I will not work any malleable substance.
I will not kindle the Wrath of Agni.
And the rider that dealt specifically with the gnomes:
Except insofar as it may be necessary to ensure the survival of my subspecies, and this proviso will endure only for forty thousand of the years of the planet Earth.
In consideration of which vow I require that the memories of my ancestors be made available to me.
“… be made available to me.” Fang, whose eyes had been squeezed shut in concentration, looked up at his father. “Is that it?”
“That is the apothegm. Now comes the learning. It is necessary that you learn the whole apothegm and be able to repeat it completely, without mistakes. And you must never forget it, because the time will come when you have to teach it to another. Choose your successor wisely.”

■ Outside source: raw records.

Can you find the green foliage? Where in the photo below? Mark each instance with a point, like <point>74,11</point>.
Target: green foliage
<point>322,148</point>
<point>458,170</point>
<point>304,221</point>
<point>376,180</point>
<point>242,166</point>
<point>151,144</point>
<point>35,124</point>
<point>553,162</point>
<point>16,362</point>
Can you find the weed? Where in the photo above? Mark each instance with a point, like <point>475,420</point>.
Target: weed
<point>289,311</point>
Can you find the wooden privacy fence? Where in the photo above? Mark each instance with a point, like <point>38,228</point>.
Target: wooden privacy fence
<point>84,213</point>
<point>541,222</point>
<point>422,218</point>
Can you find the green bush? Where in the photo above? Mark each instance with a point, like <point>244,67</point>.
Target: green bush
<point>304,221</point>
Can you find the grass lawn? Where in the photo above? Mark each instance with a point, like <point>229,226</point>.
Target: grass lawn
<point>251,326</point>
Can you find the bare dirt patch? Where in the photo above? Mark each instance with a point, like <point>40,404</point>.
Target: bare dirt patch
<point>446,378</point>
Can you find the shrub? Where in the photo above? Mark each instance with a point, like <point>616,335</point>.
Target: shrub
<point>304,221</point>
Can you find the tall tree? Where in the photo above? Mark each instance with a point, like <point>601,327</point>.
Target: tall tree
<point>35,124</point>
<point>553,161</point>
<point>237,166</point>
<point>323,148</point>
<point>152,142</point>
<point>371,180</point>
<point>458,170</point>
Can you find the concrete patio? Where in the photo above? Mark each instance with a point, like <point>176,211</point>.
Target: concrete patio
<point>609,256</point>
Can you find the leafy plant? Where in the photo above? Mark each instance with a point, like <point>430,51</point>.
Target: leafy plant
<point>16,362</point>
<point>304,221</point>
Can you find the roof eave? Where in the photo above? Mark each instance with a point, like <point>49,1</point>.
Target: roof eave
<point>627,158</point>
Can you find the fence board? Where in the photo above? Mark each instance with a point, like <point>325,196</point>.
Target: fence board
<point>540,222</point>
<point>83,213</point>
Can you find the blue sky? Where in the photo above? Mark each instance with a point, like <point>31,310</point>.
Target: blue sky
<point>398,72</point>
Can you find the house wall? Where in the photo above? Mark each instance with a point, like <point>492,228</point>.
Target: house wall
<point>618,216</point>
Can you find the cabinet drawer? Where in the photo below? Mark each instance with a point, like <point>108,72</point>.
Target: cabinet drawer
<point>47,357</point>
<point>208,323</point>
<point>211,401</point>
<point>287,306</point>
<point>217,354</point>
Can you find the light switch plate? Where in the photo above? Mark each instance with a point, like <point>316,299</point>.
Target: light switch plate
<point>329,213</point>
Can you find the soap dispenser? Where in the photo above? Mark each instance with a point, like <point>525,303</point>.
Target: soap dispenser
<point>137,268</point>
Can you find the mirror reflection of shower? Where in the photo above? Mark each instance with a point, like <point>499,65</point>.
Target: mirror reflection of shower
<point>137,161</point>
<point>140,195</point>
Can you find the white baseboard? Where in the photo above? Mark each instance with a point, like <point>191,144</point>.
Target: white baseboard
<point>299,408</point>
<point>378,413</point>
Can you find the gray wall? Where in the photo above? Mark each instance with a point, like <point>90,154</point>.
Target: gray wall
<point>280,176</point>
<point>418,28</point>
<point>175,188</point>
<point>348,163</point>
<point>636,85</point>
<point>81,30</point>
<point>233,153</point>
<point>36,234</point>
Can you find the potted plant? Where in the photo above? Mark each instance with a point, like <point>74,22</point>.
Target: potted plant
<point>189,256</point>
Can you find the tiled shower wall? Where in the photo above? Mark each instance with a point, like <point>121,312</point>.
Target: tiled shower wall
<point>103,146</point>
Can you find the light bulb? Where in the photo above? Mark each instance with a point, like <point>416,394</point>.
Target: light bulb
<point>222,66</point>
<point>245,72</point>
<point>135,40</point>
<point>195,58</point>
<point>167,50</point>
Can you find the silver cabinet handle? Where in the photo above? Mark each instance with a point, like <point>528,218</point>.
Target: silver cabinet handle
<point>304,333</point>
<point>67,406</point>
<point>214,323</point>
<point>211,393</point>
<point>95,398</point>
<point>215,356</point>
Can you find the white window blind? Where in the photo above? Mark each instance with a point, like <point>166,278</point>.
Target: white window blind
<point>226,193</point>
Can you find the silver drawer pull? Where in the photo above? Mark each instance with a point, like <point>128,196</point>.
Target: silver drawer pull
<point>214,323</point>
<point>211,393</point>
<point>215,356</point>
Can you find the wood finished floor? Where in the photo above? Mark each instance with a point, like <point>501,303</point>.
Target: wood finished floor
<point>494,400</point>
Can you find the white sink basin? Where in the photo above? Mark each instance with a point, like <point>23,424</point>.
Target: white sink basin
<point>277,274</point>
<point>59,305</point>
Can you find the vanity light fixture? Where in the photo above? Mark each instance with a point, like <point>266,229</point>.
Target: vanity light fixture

“It’s rather long, isn’t it, father?”
“It would be pointless to have an apothegm that any gnome might hit upon by accident. You must never, never repeat it to anyone other than the person you have chosen as your successor. Otherwise we would have Memorizers springing up all over the place, and you can imagine what a confusion of history that would result in. Remember, Willie, gnomish history is yours and mine in this part of the world. It must be accurate, and contain only those facts which you have sifted and analyzed and decided are correct and valuable. Do not fill our history with dross.”